Micheletti seems increasingly isolated, facing criticism from his own supporters due to his heavy-handed response. Just a few days ago, a poll revealed that a large majority of Hondurans oppose the coup and Micheletti while favoring Zelaya’s restoration. Prominent conservative businessmen, religious and military leaders, and politicians are now offering their services as mediators between Micheletti and Zelaya, an indication that support for the coup may be evaporating, though their proposals so far seem more like stalling tactics than serious attempts to open negotiation. Industrialist Adolfo Facussé, for instance, proposed making Micheletti a senator for life–similar to the honor bestowed on Pinochet when he exited the Chilean presidency–while returning Zelaya to office under conditions greatly more restricted than those laid out by Costa Rican President Oscar Arias, who had previously been tapped by the US State Department to arbitrate the crisis.
Confronted with growing opposition in and outside of Honduras, Micheletti has restored some civil liberties–though violence against Zelaya supporters and media censorship continues–and this week he allowed a delegation from the Organization of American States to enter the country to try to jump-start negotiations between the two sides. But after promising to engage in a “new spirit” of dialogue, Micheletti lashed out at the OAS delegates. “We are not afraid of the United States, nor of the State Department, nor of Mexico or Brazil,” he said defiantly.
With his coup coalition apparently unraveling, Micheletti has doubled down on his bid to present himself as a backstop against Hugo Chávez-style populism. He told an Argentine reporter that he led the overthrow of Zelaya because the Honduran president “turned left.” “He became friends,” Micheletti said, “with Daniel Ortega, Chávez, Correa, Evo Morales”–that is, with the internationally recognized leaders of Nicaragua, Venezuela, Ecuador and Bolivia. And the day after Zelaya’s return, perhaps fancying himself a latter-day Garibaldi, Micheletti went on TV and called on Venezuelans to rise up against the “dictator” Chávez.
Whatever the outcome of Zelaya’s current situation–and let’s hope it won’t last as long as Haya de la Torre’s nearly six-year asylum–those who carried out the coup have managed to achieve what they accuse Zelaya of trying to do: they have polarized society, delegitimized political institutions, bankrupted the treasury and empowered social movements. The coalition of workers, peasants, progressive religious folk, environmentalists, students, feminists and gay and lesbian activists that has emerged to demand the restoration of democracy has so far not been able to return Zelaya to the presidency, yet it has prevented the consolidation of the coup regime.
In retrospect, it is hard to understand what Micheletti and his allies had hoped to achieve with Zelaya’s overthrow, which took place just five months before regularly scheduled presidential elections, still set for November 29. Before the coup, it was expected that a candidate from either the Liberal or National Party–both conservative–would win the vote, dousing whatever popular restlessness was unleashed by Zelaya’s turn left.

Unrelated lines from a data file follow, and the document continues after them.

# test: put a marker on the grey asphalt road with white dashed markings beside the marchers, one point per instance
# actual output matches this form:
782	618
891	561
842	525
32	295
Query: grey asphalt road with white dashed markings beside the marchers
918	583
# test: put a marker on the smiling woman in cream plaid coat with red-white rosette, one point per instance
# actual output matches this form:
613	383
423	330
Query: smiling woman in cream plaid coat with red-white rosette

But the coup–along with Zelaya’s surprise return–has created a lose-lose situation for Honduran elites. If they yield to international pressure and negotiate Zelaya’s symbolic restoration, it would legitimize the November elections but would also embolden the left and discredit the coup plotters–that is, nearly all of Honduras’ governing class. If they force Zelaya back into exile, arrest him or keep him holed up in the Brazilian Embassy, then the popular movement that has gained momentum over the past three months will demand a constitutional convention as the only solution to re-establish legitimacy. In other words, the very issue that served as the spark of the crisis–Zelaya’s attempt to build support for a constituent assembly to reform Honduras’ notoriously undemocratic charter–may be the only way to settle it.
Even Costa Rican President Ocar Arias has suggested as much. He recently called the Honduran constitution the “worst in the entire world,” an “invitation to coups.” “This is something that will have to be resolved,” he said, “and the best way to do this is, if we can’t have a constitutional election, is to have certain reforms so this Honduran constitution ceases to be the worst in the entire world.”
Micheletti’s crackdown reveals more than his own desperation. It suggests the larger dilemma of Latin American conservatives. Over the past few years, those opposed to the region’s left turn, like Peru’s Mario Vargas Llosa and his son Alvaro Vargas Llosa, have tried to represent themselves as democratic modernizers who have rejected the authoritarianism of the region’s old cold war right. This is exactly the image Micheletti’s coup hoped to project to the rest of the world–even hiring US lobbyists and public relations firms to do so.
But in Honduras, as in most of Latin America, there is no social base to create something along the lines of, say, Europe’s new conservatism. Clinging to a discredited free-market economic model, their political program is based nearly exclusively on “anti-Chavismo.” And in a country as poor and economically stratified as Honduras, that means a reliance on increasing doses of violence to maintain order and a resurrection of the same revanchist sectors of the military, the Catholic and evangelical churches, and the oligarchy that powered anticommunist authoritarianism. Micheletti’s government, after all, included Enrique Ortez as foreign minister, who was barely installed in his new office when he called Barack Obama a “negrito” who didn’t “even know where Tegucigalpa was”–a sentiment that wouldn’t be out of place on some of the placards on display at our own tea-party demonstrations. Given a chance to defend himself—negrito in Spanish is not necessarily a derogatory term–Ortez, who has since resigned, dug deeper: “I’ve negotiated with fags, prostitutes, commies, blacks and whites…. I’m not racially prejudiced; I like the plantation negro who is running the United States.”
Honduras may very well be the “first reversal in the drive to spread ’21st Century Socialism’ in the region,” as Iran/Contra veteran Otto Reich, a prominent US backer of the coup, recently wrote. Yet that reversal–if it holds–comes at the cost of revealing the lie behind the idea that there is a progressive alternative to the contemporary Latin American left.